Kristen Chidsey says
Oh Catherine, this looks delicious. And this dish raminds me of fall regardless of where I am (although I do love NYC in the fall!)
This pumpkin soup looks so warm and comforting, and all of those delicious ingredients sound amazing! Serving it with those polenta cakes is just a brilliant idea!
Comedy Plus says
I’ve never had pumpkin soup before, but I love pumpkin. I need to try this.
Have a fabulous day Catherine. Big hugs. ♥♥♥
David @ CookingChat says
ooh, nice to see pumpkin served with some spice for a change of pace!
Rachel @ Bakerita says
This sounds amazing – love the spice, and polenta cakes are always one of my favorites.

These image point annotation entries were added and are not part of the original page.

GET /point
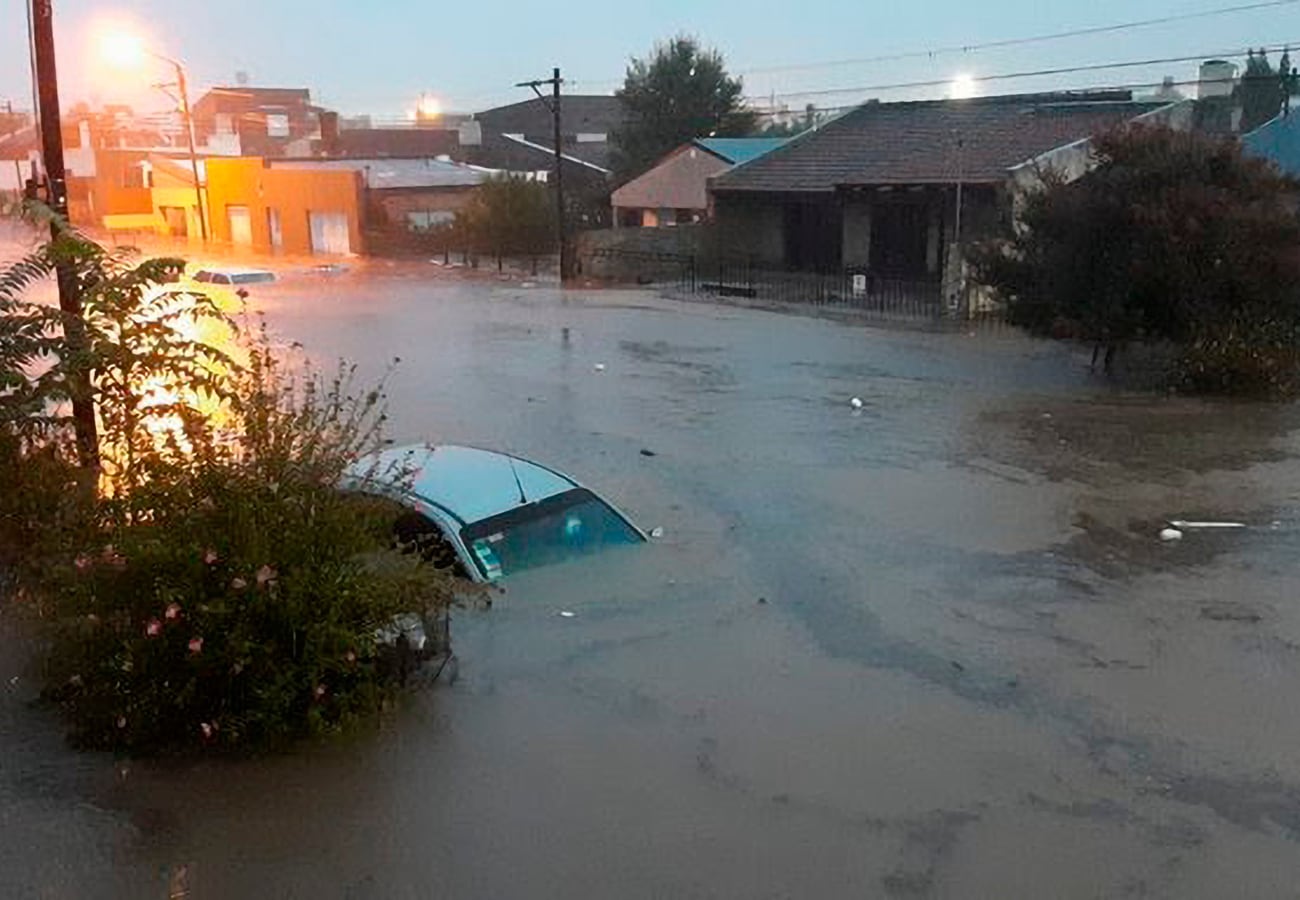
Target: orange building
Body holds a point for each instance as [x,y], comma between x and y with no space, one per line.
[285,210]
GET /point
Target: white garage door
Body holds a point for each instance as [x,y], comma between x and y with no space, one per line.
[241,225]
[329,233]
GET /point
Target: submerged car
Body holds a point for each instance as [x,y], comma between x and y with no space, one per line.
[489,514]
[233,276]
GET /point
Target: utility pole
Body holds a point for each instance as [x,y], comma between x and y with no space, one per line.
[56,197]
[560,220]
[189,135]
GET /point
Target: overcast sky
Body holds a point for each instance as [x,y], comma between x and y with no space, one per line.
[378,56]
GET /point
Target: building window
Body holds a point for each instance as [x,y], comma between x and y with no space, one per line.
[427,220]
[277,125]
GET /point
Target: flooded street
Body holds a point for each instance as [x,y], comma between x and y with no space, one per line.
[932,647]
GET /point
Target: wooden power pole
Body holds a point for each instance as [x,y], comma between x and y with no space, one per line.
[56,197]
[553,103]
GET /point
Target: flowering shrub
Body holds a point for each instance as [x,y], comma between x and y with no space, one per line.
[207,585]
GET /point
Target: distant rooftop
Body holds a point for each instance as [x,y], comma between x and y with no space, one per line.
[389,173]
[931,141]
[1278,141]
[740,150]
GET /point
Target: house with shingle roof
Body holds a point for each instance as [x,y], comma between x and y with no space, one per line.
[675,190]
[892,187]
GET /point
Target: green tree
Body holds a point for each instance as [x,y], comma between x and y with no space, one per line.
[679,94]
[1169,238]
[209,585]
[508,216]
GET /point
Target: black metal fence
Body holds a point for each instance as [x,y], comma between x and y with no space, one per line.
[905,299]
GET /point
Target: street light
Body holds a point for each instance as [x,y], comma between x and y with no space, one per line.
[125,50]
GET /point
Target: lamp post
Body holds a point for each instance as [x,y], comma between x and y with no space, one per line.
[124,48]
[189,137]
[56,197]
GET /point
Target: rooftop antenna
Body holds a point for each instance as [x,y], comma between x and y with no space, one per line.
[523,498]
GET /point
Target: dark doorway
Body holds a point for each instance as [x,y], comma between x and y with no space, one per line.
[900,233]
[176,221]
[813,236]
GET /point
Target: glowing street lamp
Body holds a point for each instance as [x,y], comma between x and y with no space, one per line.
[125,50]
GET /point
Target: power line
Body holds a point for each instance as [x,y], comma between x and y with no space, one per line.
[1005,42]
[1064,92]
[1018,42]
[1030,73]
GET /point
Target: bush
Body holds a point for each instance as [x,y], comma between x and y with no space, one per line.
[215,588]
[1244,358]
[1171,237]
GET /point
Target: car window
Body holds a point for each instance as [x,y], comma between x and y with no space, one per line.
[252,277]
[571,524]
[419,533]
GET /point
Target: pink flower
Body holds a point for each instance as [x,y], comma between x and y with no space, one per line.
[112,557]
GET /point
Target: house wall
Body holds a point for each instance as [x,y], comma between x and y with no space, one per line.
[750,228]
[677,182]
[394,203]
[294,193]
[857,233]
[174,193]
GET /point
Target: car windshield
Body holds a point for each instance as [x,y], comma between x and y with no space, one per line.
[571,524]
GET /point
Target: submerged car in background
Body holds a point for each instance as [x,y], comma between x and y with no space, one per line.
[489,514]
[233,276]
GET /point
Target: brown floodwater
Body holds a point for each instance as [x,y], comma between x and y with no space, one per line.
[930,648]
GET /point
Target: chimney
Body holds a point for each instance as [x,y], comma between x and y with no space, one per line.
[471,133]
[1216,79]
[329,132]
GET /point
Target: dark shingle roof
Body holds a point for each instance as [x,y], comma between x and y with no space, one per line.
[892,143]
[740,150]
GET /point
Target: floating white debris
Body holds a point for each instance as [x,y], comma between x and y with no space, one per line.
[1194,526]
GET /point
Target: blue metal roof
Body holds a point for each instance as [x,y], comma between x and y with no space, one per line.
[1278,139]
[740,150]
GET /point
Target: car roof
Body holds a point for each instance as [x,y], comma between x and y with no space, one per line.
[233,269]
[468,483]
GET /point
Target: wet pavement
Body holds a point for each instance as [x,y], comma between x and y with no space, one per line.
[932,647]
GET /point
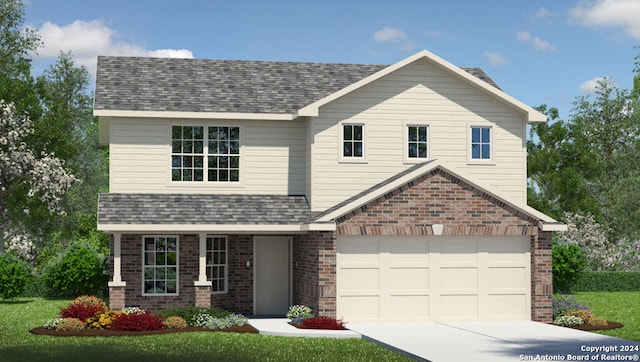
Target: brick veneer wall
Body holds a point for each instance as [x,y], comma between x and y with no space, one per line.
[239,297]
[441,198]
[314,272]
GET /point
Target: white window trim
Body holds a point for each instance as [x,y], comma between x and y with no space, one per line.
[205,183]
[473,161]
[405,142]
[226,265]
[341,157]
[177,266]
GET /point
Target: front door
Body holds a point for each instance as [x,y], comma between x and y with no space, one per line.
[271,275]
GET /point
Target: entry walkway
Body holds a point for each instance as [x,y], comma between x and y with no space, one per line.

Dottie Sauchelli-Balin says
What an inviting and comforting Spicy Pumpkin Soup. It really looks hearty and so tasty..I am sure I would love it as I love all soups and especially pumpkin flavored. A really nasty night with such rain and thunder storms, I could have used a bowl of this delicious soup tonight for sure. I even lost power for about an hour. As far as the Polenta cakes, they look yummy as well. Thanks for sharing and have a great long weekend…Blessings….
Big Daddy Dave says
Catherine, I know that I’ve never had pumpkin soup but it does look good! I just know that I’d love those Polenta cakes… Take Care, Big Daddy Dave
[email protected]'s Recipes says
A very satisfying and delicious meal, Catherine.
Manila Spoon says
What a deliciously fall-perfect lunch or light dinner combo you have here! It looks so yum I think I will have 2 servings each!!! 🙂
Wow, this soup just looks soo delicious and loving all the flavours in there:-)
Loriann Cargill Bustos says
You have me at spicy! And those polenta cakes look fantastic!
Sandi Gaertner (@sandigtweets) says
You had me at spicy pumpkin 🙂
Linda (Meal Planning Maven) says
Your soup looks so enticing! And your polenta cakes are the perfect pairing! What a lovely fall meal!
Debi @ Life Currents says
Everything about this looks delicious! I’ve been wanting soup lately, so this is a must try.
Divya Prakash says
This soup is packed with flavors of fall. Looks so tasty and comforting. love that you have served it with polenta cakes.
Sara @ Life's Little Sweets says
Wow, this sounds so good and hearty, pinning for later!
Holy deliciousness! YUMMY! I drooled! 🙂
Thanks for joining Cooking and Crafting with J & J!
Wow! Your soup looks so good and yummy. Thanks so much for sharing the recipe to make it at Cooking and Crafting with J&J.
This dish looks so yummy and great for those fall days.
Thanks for sharing at Turn It Up Tuesday,
April J Harris says
Autumn in New York really is a special time and your soup really sums up the flavours I think of when I remember it! Love the spices you have used and the polenta cakes look so good! Thank you for sharing this lovely autumn post with us at the Hearth and Soul Hop.
Thank you for sharing at the Thursday Favorite Things blog hop
Miz Helen says
Your soup and polenta cakes look delicious, we will love this. Thanks so much for sharing with Full Plate Thursday and have a great day!
Come Back Soon!
plasterer bristol says
This sounds lovely. Going to give this a go. thanks for sharing this recipe.